Why are sexually transmitted diseases (STDs) and sexually transmitted infections (STIs) of particular concern for pregnant women?

Some infections—such as Zika, gonorrhea, chlamydia, HIV, and syphilis—can pass to the fetus during pregnancy or to the infant during delivery, causing short- and long-term health problems. However, the risk of transmission can be lowered or even eliminated with appropriate treatments.

For this reason, it is important for a pregnant woman to be tested for STDs/STIs as a part of her prenatal care. Prenatal STI testing can determine whether a pregnant woman has an infection that can be cured or controlled with drug treatment, which decreases the chances that the infant will contract the disease.1 The pregnant woman and her health care provider can take other steps to protect her health and her infant's health if the STI is one that cannot be cured or treated.

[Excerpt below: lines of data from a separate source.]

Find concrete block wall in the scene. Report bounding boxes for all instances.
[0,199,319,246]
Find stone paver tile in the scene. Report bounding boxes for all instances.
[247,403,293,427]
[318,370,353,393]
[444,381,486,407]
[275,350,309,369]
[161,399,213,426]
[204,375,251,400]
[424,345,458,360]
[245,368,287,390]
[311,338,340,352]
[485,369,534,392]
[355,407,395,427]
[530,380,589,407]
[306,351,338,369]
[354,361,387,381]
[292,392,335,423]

Some examples of ways to reduce or eliminate risk of transmission include the following:

  • HIV can be passed from mother to infant during pregnancy before birth, at the time of delivery, or after birth during breastfeeding.2 Treatment during pregnancy near delivery prevents this transmission.
  • Recent research also shows that, for HIV-infected mothers whose immune system is in good health, treatment during breastfeeding virtually eliminates transmission of HIV through breastmilk.3 Women who have HIV but whose immune systems are not in good health should not breastfeed their infants if safe alternatives, such as infant formula, are available.1
  • If a woman has active herpes lesions, untreated HIV, or an HIV viral load that is not suppressed, the infant can be delivered by cesarean section (also referred to as C section) to prevent transmission of the infection.
  • For infections, such as gonorrhea, a pregnant woman and her sexual partner can be treated before the birth, and the infant can be treated at birth to prevent infection.1
  • In most hospitals, infants' eyes are routinely treated with an antibiotic ointment shortly after birth. The ointment can prevent blindness from exposure to gonorrhea or chlamydia bacteria during delivery, in case the pregnant woman had an undetected infection.
  • Women who are pregnant or are thinking about getting pregnant are advised not to travel to areas where Zika infection has been reported. Preventing mosquito bites can also reduce the risk for infection and transmission.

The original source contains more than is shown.